Background: Cancer, Genomics, Precision Medicine, and DNA
Cancer is a complex set of diseases whose traditional treatments commonly result in harsh side effects and lasting collateral damage.
People whose cancer is metastatic — meaning that it has spread from its initial site such as the lung, breast, colon, etc., to elsewhere in the body — face unique treatment challenges due to what is known as resistance. After a certain point, treatments that have been working stop being effective and the cancer starts to grow again. Metastatic cancer, also known as advanced or stage IV, is lethal.
Progress in both cancer research and technology has been paving the way for personalized or targeted treatments to better serve patients. This is known as precision medicine, which in cancer specifically, relies on molecular diagnostics. According to the National Cancer Institute,
Usually, these biomarkers are found when a tumor’s DNA is sequenced. Some well-known biomarkers include ROS1, ALK, and HER2/ERBB2, and targeted treatments which are directed at these molecules can be highly effective. However, even targeted therapies end up encountering resistance when up against stage IV cancer. Gaining a complete understanding of the causes of this resistance is key to refining and developing next generation cancer treatments.
From DNA to RNA: Towards Truly Personalized Cancer Medicine
With that in mind, scientists are beginning to dive deeper into the field of genomics, going beyond DNA to study RNA and the transcriptome. Indeed, the field of oncology has begun to study the possibilities for RNA sequencing to reveal further hallmarks of cancer than those known via DNA, and therefore potentially lead to additional treatment options, particularly once treatment resistance has set in.
Recently, OmiCure, Personalized Cancer Medicine, Ariana Pharma, and Private Health, Inc. published a scientific article in the Journal of Clinical Colorectal Cancer reporting on the case of a 49-year old woman who was diagnosed and treated for stage IIIB colon cancer with chemotherapy in 2015-16.
When about a year later the patient’s cancer progressed to stage IV, she had surgery to remove the metastases and was stable for about a year. Then, new areas of spread were detected, molecular studies revealed she had HER2 amplification (i.e., high copy numbers of HER2), and she joined the MyPathway clinical trial to gain access to treatment targeting those biomarkers (a combination of trastuzumab-pertuzumab). This resulted in a partial remission which lasted approximately one year. As the patient’s cancer continued to progress, she and her medical team tried various other treatment strategies which, like the ones before, ended up meeting resistance. By January 2020, another biopsy revealed that her cancer was still HER2 amplified, with no new genomic abnormalities.
As it appeared that all known options to treat this patient’s cancer had been exhausted, her team decided to perform RNA sequencing.
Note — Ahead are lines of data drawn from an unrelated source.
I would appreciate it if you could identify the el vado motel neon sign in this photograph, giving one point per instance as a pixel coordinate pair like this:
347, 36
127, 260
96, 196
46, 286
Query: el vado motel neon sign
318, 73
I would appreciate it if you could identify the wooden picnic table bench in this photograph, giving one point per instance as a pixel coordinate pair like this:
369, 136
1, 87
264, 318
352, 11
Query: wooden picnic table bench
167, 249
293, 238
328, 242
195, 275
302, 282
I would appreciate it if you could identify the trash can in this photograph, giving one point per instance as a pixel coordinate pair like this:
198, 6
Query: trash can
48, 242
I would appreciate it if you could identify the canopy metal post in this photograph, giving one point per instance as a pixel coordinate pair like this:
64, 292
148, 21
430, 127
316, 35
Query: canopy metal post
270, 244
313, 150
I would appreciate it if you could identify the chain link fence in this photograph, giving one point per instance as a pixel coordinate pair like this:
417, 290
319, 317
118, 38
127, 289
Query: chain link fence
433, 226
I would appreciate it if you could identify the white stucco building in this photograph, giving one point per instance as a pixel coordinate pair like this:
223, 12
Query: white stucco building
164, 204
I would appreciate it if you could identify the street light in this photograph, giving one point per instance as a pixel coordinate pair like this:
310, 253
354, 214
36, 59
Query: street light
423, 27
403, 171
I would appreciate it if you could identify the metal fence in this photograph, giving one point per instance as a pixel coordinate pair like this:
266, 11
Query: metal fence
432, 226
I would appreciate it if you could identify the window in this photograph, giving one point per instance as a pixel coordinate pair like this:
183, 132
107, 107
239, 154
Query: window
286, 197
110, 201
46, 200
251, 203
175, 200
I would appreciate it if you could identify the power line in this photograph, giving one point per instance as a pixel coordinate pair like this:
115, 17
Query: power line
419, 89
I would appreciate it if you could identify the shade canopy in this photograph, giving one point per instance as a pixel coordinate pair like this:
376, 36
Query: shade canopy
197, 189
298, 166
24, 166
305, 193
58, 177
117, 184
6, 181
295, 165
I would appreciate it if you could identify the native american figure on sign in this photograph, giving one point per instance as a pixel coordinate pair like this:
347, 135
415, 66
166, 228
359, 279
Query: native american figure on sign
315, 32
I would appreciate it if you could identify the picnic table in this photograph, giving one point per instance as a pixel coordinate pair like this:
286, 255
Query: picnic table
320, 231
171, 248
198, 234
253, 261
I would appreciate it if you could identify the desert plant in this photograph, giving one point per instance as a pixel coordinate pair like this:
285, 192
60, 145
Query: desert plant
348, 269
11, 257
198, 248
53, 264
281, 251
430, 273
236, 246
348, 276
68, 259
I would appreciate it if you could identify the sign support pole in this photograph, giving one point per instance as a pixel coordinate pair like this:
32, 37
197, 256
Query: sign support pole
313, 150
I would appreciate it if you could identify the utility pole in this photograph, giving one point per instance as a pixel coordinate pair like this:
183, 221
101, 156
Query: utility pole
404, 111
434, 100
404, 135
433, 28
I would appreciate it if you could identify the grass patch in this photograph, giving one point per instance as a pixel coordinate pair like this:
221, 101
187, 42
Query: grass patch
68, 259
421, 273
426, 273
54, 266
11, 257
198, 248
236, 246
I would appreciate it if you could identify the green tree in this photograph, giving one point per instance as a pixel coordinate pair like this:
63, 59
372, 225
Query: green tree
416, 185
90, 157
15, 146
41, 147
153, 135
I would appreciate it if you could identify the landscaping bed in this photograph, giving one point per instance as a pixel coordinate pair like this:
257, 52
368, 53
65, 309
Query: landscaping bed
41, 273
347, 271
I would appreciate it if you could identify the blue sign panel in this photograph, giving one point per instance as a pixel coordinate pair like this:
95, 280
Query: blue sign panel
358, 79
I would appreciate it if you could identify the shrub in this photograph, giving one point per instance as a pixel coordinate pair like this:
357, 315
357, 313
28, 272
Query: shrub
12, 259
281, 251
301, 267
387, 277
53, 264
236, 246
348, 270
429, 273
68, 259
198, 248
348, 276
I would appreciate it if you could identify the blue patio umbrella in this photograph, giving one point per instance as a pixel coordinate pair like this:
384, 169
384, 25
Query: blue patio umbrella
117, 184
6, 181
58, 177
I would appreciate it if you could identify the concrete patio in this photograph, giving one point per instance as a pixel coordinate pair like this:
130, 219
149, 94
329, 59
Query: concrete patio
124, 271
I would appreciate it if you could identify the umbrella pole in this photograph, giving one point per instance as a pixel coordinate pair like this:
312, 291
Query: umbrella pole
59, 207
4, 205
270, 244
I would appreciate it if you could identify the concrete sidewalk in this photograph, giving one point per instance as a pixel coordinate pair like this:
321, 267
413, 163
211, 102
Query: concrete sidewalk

This allowed them to perform gene expression analysis on two of her previous biopsies and compare the results to healthy colon tissue.
In retrospect, the team found that had they sequenced the tumor’s RNA on a regular basis throughout the patient’s course of treatment, they would likely have discovered information that could not be found via solely studying the tumor’s DNA. And, this valuable information could have helped them decide what and when to prescribe, and what not to prescribe, given the effects on treatment resistance of certain biomarkers found uniquely via RNA sequencing. In other words, with RNA it is possible “to check if some of the results obtained from DNA analysis actually translate or not in changes in gene expression, to see if it makes sense to try to bring it down or up. And also to check the levels of other genes involved in treatment resistance, to see how to overcome those.”
"There is so much unanticipated and clinically relevant information in gene expression analysis, practicing without it will soon come to be seen as the medical equivalent of crossing the street looking in only one direction."
For the colon cancer patient in the case report, for example, the team found that it would have been possible to “avoid one of the prescribed lines of HER2-targeting treatment that had been prompted by misleading amplification DNA results.” This would have spared her unnecessary added side effects as well as financial toxicity.
The team concluded that “in the chess game of disease control, such results may deliver unanticipated insights which re-direct therapeutic planning in crucial ways.”